Первая половина ноября пролетела незаметно. Каждый день, просыпаясь, я испытывала странное желание пойти в школу. Теперь я зависаю у своего шкафчика по утрам не потому, что мне трудно заставить ноги передвигаться, чтобы пойти в класс, а потому что около него меня поджидает Уоллис, а стоять с ним в коридоре мне нравится больше, чем сидеть в классе. Иногда я иду не к своему, а к его шкафчику, и мы недолго стоим там. Мы не разговариваем, потому что вокруг много народа, а писать на вертикальных поверхностях Уоллис не любит. На уроках я рисую наброски для «Моря чудовищ». Пеку их, как блины, до и после ланча и прячу на дно рюкзака, чтобы Уоллис не нашел. Разумеется, я не думаю, что он способен копаться в моих вещах. Нет. Но блокнот может упасть и открыться, или же вдруг объявится беспутный Трэвис Стоун, схватит его и раздаст рисунки всей школе – пусть детки позабавятся. За ланчем мы с Уоллисом сидим вместе – во дворе, если погода достаточно теплая, но обычно за одним из столиков в столовой, и он передает мне новые главы «Моря чудовищ», когда они закончены, и я проглатываю их, словно голодный зверь. И он вроде как улыбается. Уоллис все понимает.

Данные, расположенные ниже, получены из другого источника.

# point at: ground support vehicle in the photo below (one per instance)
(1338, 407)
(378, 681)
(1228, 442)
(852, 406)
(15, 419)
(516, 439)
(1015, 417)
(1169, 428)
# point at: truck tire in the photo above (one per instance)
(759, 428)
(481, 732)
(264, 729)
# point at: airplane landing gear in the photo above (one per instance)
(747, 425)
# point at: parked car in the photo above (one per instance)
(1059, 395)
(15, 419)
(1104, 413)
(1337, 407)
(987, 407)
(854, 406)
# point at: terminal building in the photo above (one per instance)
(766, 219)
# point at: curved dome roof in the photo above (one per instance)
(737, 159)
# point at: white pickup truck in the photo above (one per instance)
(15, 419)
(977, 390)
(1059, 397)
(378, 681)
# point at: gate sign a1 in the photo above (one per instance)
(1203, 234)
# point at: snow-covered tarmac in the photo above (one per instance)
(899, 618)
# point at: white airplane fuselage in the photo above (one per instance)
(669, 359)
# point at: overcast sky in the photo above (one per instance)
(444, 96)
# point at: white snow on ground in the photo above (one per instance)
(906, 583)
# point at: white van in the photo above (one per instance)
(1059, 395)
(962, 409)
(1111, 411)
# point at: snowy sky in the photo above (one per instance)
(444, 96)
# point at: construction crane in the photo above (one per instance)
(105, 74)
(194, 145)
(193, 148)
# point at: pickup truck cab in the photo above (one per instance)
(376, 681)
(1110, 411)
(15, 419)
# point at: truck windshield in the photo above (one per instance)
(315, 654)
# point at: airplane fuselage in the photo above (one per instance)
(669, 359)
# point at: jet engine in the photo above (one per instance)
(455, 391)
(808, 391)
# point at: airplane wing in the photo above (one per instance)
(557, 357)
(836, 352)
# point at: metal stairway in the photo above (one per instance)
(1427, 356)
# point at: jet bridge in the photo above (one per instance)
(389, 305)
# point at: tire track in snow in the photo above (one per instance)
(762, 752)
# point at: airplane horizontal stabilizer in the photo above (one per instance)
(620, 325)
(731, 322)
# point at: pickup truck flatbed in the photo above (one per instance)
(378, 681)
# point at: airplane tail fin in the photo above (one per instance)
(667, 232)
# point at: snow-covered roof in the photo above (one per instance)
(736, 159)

Уоллис понимает, что чувствуешь, когда творишь.
– У тебя бывает так, что появляется идея истории, или персонажа, или даже просто диалога, или еще чего, и неожиданно возникает ощущение, что весь мир стал ярче? Словно все открывается тебе и имеет смысл? – Говоря это, он смотрит на последнюю свою главу «Моря чудовищ». Мы сидим у теннисного корта позади учебного здания для средних классов. Листья кружатся на пустых кортах на холодном ветру. Я сказала маме, что заберу Салли и Черча после занятий, так что у меня есть предлог для того, чтобы пообщаться с Уоллисом. Мы сидим на разных концах одной скамейки лицом друг к другу.
– Я думаю, поэтому это называют озарением. Ты раскрываешься и впускаешь в себя свет.